Here's what else Moore confirmed or revealed on Thursday afternoon when announcing that reopening would move forward:
Non-urgent operations were put on hold in early January to preserve hospital capacity, pushing pause on some 8,000 to 10,000 surgical procedures a week since Jan. 5.
"In recognition of the impact it has had on Ontarians awaiting care, and with careful monitoring of hospital capacity, we intend to take a phased approach to resuming some health services that were paused when the directive was put in place," said Moore.
Previously-paused surgical activities will be resuming "as early as next week," says Moore, though not all at once, and not within every area of medicine — only areas that are less likely to "adversely impact inpatient capacity readiness or human health resources in hospitals."
Moore says that further details regarding which surgical and procedural activities will be permitted should be provided in the coming days.
While masks will still be required for all indoor settings, the province will no longer require most businesses to collect the information of customers for contact tracing purposes.
"This is aligned with recent changes to the testing and case and contact management guidance and will allow businesses to focus their efforts on the enforcement of other public health measures in these settings, such as masking requirements," reads a release from the government issued Thursday.
Moore himself said during his presser that it's up to individuals to identify their own risk levels and act accordingly.
"The amount of virus in the community is not such that individual case and contact management will have any benefit, I think, on an individual level," said the province's top doc.
"You have to identify your risks. You have to monitor your symptoms on a daily basis. If you've got symptoms of COVID-19, we've got instructions on Ontario.ca for how to monitor and care for yourself, and when to seek healthcare."
Moore also revealed that Ontarians will soon have better access to rapid antigen tests thanks to an increase in supply from the Canadian government.
"I'm happy to say we will have greater access in the coming weeks given that the federal government is starting to ship more and more RATs to us, so you can have testing done in the comfort of your apartment or home and not have to go elsewhere for it," said Moore.

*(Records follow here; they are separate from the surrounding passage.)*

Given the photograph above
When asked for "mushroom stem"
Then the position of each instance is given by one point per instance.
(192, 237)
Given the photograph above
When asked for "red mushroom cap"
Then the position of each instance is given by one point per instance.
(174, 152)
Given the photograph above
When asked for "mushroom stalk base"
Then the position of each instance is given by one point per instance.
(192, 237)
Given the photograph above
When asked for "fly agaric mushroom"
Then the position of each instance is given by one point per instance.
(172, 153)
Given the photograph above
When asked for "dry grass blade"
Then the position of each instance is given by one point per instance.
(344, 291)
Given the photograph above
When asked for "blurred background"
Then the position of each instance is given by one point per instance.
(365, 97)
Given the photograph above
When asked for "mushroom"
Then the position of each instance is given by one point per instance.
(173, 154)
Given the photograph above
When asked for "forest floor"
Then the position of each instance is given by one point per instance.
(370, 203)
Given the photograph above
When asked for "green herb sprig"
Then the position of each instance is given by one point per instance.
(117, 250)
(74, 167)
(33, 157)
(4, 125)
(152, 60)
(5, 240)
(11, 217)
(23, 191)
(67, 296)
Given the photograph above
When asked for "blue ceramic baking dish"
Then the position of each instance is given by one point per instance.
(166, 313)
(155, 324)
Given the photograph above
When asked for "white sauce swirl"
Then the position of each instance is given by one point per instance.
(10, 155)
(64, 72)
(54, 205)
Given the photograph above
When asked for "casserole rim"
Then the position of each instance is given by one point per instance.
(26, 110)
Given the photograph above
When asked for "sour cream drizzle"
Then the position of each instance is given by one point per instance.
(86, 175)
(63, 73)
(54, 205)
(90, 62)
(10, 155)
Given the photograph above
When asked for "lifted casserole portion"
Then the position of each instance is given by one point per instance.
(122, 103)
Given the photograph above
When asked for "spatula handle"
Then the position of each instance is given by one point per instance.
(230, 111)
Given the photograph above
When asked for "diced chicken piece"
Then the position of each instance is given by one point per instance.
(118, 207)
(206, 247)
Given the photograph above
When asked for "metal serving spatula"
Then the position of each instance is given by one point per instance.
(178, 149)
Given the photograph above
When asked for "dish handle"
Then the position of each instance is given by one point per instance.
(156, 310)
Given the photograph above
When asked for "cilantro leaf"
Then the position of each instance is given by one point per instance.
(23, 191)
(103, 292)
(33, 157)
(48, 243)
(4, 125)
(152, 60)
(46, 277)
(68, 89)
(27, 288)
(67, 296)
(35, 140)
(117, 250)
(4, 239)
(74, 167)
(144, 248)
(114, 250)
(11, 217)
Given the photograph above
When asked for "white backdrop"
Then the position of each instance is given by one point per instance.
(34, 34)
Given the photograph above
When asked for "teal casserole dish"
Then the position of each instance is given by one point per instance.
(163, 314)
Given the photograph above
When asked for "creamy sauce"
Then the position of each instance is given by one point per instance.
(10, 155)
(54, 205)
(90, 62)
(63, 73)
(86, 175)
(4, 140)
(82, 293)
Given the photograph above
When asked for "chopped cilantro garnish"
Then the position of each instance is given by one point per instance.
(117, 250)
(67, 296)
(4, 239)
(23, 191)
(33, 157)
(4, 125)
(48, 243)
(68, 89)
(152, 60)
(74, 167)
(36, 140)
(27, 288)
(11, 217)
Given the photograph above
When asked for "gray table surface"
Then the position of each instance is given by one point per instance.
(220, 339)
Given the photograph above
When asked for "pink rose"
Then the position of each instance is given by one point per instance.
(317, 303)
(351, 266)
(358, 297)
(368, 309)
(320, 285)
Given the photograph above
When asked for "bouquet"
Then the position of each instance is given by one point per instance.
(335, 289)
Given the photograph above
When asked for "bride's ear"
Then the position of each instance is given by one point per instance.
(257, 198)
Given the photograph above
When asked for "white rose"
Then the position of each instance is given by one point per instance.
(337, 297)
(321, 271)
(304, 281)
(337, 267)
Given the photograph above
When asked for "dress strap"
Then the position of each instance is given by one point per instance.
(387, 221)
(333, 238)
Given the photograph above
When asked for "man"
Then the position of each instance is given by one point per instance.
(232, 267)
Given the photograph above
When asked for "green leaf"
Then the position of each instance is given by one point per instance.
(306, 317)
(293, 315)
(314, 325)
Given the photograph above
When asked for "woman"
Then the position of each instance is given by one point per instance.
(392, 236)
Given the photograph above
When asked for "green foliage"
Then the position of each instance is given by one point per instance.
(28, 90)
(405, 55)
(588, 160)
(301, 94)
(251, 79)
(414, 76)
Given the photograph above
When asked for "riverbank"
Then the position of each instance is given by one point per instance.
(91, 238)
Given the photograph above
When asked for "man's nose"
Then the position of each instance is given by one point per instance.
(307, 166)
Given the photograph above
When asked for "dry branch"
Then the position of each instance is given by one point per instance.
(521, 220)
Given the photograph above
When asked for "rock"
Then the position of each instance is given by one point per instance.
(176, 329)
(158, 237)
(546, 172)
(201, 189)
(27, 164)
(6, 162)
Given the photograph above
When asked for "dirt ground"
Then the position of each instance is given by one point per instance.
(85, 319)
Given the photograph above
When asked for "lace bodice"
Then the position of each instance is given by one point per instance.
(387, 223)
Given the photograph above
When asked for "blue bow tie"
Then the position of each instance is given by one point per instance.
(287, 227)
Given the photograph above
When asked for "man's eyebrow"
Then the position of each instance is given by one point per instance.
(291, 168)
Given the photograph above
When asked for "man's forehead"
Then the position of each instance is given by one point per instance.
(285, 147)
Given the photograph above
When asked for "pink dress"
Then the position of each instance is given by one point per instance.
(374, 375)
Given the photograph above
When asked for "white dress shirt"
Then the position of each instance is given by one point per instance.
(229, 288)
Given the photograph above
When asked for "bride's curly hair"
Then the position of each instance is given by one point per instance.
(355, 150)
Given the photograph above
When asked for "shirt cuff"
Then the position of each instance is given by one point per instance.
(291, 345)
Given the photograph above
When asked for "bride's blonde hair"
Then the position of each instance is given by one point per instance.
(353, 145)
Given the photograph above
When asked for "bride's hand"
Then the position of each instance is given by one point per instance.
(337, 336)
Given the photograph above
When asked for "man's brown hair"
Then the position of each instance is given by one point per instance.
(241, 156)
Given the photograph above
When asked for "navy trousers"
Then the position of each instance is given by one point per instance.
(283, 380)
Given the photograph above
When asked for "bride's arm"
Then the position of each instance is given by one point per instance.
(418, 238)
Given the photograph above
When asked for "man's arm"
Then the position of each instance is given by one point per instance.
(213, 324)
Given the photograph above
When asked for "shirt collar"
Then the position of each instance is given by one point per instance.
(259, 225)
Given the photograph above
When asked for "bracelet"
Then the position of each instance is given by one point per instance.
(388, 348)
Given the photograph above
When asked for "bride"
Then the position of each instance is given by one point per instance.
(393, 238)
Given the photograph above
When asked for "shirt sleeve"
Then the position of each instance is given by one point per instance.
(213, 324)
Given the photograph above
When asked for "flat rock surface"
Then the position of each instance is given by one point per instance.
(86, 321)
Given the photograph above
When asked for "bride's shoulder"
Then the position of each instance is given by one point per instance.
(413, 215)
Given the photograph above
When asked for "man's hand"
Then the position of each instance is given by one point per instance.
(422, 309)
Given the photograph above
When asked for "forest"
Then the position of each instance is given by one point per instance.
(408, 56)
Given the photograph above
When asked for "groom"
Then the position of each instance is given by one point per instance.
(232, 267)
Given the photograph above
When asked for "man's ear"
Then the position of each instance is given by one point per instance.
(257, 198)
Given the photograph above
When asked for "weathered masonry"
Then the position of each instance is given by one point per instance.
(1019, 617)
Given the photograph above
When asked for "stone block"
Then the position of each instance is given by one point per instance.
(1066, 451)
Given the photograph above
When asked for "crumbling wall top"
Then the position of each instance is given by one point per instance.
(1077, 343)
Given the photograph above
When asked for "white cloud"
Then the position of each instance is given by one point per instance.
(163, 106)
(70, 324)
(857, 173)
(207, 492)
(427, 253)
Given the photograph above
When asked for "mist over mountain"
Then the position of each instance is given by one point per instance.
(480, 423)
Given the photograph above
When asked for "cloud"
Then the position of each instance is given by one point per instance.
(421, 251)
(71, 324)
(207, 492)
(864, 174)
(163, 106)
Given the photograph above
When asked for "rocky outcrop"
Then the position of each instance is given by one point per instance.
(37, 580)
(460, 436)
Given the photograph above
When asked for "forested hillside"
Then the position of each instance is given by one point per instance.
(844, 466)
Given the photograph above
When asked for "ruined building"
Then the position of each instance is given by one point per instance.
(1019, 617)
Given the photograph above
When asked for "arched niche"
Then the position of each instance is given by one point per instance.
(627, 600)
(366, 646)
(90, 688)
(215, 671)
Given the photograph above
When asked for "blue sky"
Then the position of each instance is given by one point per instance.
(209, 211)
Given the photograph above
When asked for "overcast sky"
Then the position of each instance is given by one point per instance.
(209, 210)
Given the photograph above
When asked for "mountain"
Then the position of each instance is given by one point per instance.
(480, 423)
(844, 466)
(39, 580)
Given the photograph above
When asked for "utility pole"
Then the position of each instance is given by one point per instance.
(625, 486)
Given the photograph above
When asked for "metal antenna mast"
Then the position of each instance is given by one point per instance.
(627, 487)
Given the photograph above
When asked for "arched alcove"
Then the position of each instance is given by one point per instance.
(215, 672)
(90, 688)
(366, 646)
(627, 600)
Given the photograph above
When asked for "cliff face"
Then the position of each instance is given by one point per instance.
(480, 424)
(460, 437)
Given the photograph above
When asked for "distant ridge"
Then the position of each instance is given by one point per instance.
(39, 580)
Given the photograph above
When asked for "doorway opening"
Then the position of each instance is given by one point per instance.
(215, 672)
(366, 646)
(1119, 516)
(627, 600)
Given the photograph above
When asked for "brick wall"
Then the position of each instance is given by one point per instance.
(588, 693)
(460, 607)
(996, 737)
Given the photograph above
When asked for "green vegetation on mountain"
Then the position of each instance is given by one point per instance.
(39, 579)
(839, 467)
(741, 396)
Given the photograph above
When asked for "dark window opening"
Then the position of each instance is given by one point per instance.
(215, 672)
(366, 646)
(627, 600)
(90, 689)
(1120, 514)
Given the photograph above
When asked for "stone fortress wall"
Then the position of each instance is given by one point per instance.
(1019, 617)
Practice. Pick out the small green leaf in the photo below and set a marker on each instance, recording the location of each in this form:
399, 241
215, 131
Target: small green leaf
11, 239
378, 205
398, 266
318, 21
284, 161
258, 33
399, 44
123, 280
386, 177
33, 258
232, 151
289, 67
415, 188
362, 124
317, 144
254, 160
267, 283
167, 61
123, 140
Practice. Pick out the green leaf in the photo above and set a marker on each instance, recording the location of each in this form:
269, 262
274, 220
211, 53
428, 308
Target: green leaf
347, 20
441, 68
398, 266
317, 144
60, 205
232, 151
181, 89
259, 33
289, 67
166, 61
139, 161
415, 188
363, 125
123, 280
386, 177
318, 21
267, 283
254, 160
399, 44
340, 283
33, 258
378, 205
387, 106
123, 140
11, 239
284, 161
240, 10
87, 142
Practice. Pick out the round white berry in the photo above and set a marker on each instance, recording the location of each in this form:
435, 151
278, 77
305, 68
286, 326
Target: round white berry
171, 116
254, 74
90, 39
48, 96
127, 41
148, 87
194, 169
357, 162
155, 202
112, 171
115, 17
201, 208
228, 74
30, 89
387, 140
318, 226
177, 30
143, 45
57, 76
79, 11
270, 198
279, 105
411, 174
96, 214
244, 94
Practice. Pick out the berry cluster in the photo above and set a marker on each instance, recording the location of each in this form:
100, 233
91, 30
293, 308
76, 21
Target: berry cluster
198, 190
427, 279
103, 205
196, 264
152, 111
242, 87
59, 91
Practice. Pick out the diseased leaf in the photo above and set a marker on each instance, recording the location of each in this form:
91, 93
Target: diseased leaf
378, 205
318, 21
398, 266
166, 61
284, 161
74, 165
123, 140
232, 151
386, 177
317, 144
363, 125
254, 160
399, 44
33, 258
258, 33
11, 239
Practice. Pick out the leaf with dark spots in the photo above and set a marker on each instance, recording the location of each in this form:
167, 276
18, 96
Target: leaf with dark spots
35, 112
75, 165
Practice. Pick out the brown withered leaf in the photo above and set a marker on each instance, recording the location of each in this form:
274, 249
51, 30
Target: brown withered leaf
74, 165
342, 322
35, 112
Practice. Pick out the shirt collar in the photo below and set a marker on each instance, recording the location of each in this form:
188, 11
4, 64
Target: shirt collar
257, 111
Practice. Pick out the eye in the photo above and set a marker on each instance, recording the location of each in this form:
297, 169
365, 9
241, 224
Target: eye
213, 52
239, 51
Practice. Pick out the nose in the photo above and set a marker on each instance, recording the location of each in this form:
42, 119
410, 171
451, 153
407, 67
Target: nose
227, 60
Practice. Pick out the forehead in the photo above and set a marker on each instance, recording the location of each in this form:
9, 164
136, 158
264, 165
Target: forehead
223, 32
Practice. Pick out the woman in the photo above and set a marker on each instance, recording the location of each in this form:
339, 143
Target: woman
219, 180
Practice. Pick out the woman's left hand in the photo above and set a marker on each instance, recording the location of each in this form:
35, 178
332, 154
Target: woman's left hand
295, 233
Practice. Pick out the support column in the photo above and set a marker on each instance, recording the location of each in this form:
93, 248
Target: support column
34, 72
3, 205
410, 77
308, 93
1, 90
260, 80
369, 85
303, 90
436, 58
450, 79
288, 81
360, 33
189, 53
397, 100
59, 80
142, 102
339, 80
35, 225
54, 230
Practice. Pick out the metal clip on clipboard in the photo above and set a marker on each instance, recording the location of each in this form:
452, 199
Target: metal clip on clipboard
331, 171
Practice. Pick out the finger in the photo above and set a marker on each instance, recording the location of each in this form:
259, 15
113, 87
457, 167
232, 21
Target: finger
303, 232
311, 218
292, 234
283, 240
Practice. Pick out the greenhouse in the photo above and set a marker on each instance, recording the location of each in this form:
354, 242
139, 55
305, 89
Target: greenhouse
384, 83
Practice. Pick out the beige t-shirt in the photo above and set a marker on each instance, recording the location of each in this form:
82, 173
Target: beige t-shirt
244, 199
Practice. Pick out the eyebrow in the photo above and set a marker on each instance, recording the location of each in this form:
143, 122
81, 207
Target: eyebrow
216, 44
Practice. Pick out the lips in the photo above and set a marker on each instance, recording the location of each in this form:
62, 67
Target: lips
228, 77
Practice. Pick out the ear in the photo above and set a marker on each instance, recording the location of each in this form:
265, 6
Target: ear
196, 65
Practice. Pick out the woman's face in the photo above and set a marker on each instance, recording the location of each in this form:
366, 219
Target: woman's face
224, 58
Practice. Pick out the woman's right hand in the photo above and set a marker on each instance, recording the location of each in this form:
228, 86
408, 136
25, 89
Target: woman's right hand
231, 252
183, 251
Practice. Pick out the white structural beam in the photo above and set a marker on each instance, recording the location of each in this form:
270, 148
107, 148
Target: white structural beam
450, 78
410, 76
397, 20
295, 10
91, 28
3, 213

"I hope that Ontarians understand that we're trying to prioritize our case and contact management capacity for the highest risk and most vulnerable populations."
Initially, under the phased plan released last week, the resumption of food and drink services at indoor sporting events, concert venues, theatre, cinemas and similar venues wasn't permitted until Feb. 21.
No longer is this the case; guests at movie theatres will be able to order and eat popcorn as of Jan. 31, as long as they keep their masks on whenever they're not actually eating. Same goes for spectators at sporting events who wish to indulge in some peanuts or beer.
The province is formally lifting legal requirements on Monday, Jan. 31, for people to work from home except when necessary. Those who can work from home should continue to do so, says Moore, to help stop viral spread — but it's no longer against the rules or law.
Moore clarified on Thursday that, while some government restrictions are being lifted, it's still up to every individual business owner to implement their own additional rules, if they so choose.
It'll likely remain that way for some time well into the future as industries learn to operate under a new type of normal with COVID in the mix.